Semester III: Two nights before exam

"Remember the great principle of your century: always be the contrary of what people expect." 

It took almost four nights to finish Stendhal's Red and Black as I now take a little walk around the hostel campus. My mind's in a complete state of unrest, and calculating my own future as I contemplate upon the circumstances of nineteenth-century France. Sorel, the pretentious protagonist whom I really detested in the beginning, for all the reasons that made him a hero of the novel, had me change my mind about him now that I'm eventually done reading the text. It is a world of pretension and hypocrisy, not very unlike ours. I can't really blame Sorel for being a complete hypocrite to climb up the social ladder as those already on top are the ones who have the fortune of both money and power and have even less real personae. It is a society where you have to keep up a face, dress accordingly as it's your clothes that define your social position. It's where you can lie as much as you want provided you are an amusement for the bored bourgeois aristocrats of France. So, a provincial like Sorel who aspires to rise follows the norms that would help him realize his ambition. For that matter I shan't really bother to hate him, in fact, he arouses my sympathy. It is the world around him that is worthy of dislike, for it doesn't leave a space for honesty. But perhaps one can buy oneself into it.

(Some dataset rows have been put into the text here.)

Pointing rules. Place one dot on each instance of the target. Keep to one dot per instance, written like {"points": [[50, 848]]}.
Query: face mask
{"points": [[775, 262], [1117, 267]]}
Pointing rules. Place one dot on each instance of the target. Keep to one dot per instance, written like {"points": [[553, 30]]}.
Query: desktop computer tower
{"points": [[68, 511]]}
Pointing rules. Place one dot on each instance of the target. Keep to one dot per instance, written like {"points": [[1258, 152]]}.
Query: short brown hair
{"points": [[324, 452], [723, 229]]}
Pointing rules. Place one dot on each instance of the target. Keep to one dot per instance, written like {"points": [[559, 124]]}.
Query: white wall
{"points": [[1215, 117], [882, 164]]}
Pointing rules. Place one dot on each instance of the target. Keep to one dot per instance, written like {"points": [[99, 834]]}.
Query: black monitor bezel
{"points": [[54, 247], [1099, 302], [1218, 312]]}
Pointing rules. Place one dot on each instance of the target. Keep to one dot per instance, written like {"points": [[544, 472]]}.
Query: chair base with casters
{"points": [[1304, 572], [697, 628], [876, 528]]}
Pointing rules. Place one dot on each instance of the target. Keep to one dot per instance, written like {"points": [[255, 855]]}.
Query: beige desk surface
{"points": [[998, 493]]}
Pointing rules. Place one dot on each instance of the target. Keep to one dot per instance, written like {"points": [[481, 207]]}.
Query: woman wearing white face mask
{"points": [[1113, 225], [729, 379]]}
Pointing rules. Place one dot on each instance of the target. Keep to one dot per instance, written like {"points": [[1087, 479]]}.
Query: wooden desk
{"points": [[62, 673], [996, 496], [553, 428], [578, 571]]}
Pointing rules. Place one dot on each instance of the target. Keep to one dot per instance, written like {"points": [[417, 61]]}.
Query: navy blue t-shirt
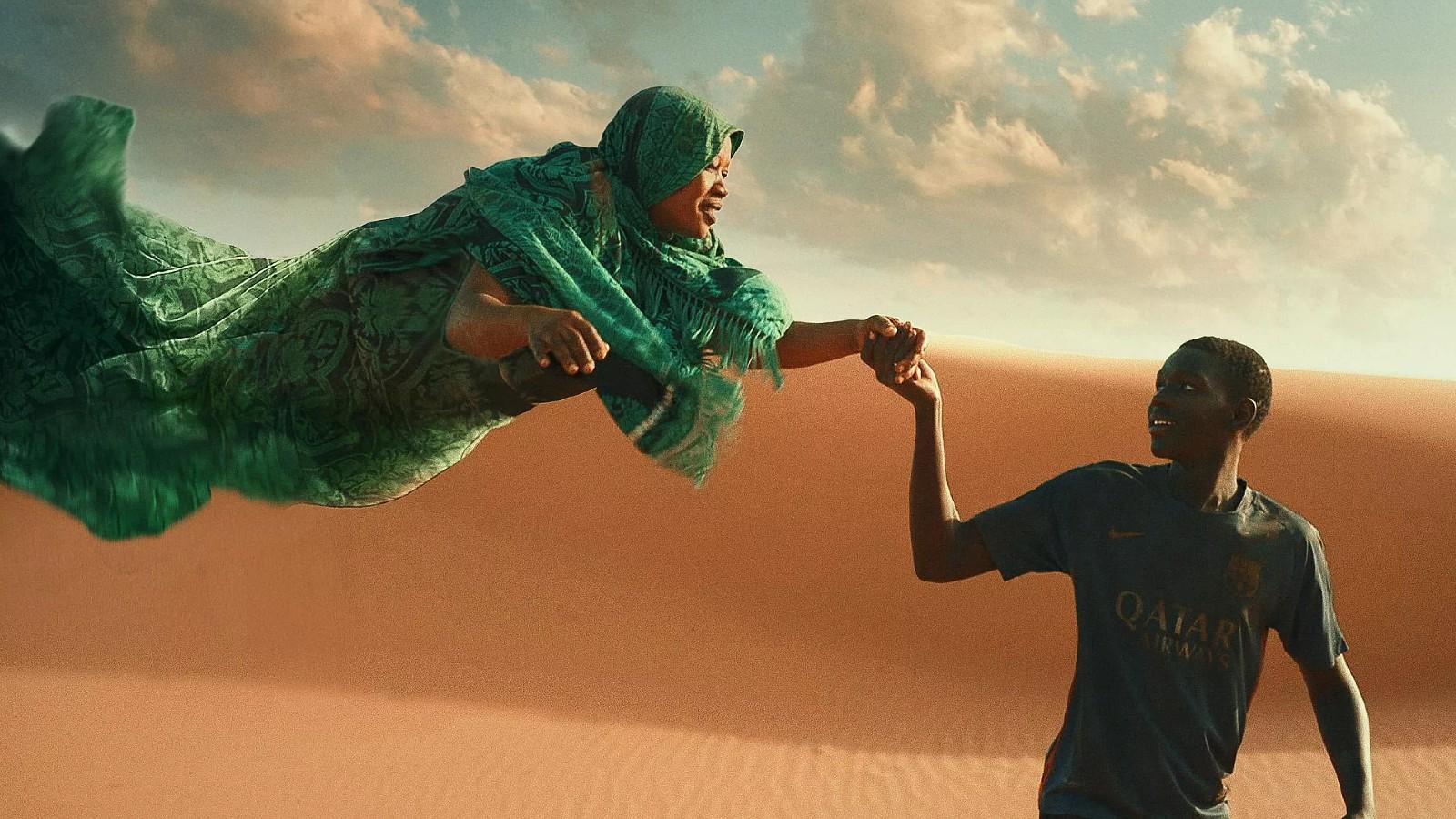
{"points": [[1172, 611]]}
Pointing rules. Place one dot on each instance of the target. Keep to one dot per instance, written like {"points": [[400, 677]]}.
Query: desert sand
{"points": [[555, 627]]}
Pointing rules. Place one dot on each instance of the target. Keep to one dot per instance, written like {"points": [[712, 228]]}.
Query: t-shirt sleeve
{"points": [[1307, 618], [1026, 533]]}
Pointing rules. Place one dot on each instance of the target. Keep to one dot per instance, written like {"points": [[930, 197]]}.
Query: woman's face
{"points": [[692, 210]]}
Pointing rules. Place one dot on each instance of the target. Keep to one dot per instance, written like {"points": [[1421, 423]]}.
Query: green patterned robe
{"points": [[142, 363]]}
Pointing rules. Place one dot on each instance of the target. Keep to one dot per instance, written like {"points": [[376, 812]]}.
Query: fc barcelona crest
{"points": [[1244, 576]]}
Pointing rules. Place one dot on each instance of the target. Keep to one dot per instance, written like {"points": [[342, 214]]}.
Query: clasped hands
{"points": [[895, 350]]}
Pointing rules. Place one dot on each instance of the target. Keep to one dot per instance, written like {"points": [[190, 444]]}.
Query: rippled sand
{"points": [[555, 629]]}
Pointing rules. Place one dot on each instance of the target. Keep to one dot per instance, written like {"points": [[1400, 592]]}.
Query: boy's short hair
{"points": [[1249, 375]]}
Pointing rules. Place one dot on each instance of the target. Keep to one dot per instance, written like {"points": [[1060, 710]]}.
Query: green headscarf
{"points": [[142, 363]]}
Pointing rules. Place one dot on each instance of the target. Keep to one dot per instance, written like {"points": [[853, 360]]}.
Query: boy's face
{"points": [[1191, 416]]}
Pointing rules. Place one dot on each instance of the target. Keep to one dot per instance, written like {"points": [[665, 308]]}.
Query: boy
{"points": [[1178, 573]]}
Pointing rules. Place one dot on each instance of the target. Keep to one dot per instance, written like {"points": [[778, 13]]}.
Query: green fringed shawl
{"points": [[142, 363]]}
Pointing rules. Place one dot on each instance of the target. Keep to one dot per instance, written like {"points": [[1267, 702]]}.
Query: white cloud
{"points": [[963, 155], [1222, 188], [950, 44], [1148, 106], [1375, 191], [1327, 15], [1108, 9], [1215, 70], [1081, 82]]}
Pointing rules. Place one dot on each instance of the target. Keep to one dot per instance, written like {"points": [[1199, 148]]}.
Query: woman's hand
{"points": [[919, 385], [565, 336], [910, 337]]}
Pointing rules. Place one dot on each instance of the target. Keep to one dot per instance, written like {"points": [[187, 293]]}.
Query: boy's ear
{"points": [[1244, 413]]}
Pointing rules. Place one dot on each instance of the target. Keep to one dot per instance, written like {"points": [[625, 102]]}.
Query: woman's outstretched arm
{"points": [[484, 322]]}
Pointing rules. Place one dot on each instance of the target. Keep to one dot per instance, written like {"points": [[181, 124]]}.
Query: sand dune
{"points": [[557, 629]]}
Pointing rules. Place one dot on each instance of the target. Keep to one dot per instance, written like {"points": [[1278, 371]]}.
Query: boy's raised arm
{"points": [[1346, 729], [944, 547]]}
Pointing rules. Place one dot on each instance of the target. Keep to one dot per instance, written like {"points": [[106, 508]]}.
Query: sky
{"points": [[1099, 177]]}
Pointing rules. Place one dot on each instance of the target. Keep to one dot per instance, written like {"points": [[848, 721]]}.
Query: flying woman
{"points": [[142, 363]]}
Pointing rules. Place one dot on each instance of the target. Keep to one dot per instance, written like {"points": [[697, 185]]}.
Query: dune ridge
{"points": [[555, 612]]}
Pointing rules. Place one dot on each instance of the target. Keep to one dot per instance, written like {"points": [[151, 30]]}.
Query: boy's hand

Sadly, what is most moving is the truth that those who have the ability and knowledge to hold a position are denied and even punished as they haven't naturally inherited it. And that they'd always remain an out-caste. The ones who cannot earn their bread are left with no other means but to steal have to suffer their predestined fate as a criminal. But Stendhal's tale has the power to inspire ambition. Could it be that though such methods are cruel that they can help you work your way to success? But in the end what does it leave us to be? Who do we become? The question I ask myself is who am I if not defined by my peers? And what is to become of my future if I carry myself around without pleasing others who hold the card to my fate?

As I return to my desk, I have more urgent decisions to make at hand, and that is, to work out a strategy to pass the next exam. Three huge novels lie untouched smelling of fresh paper. Alas! there is no time to read.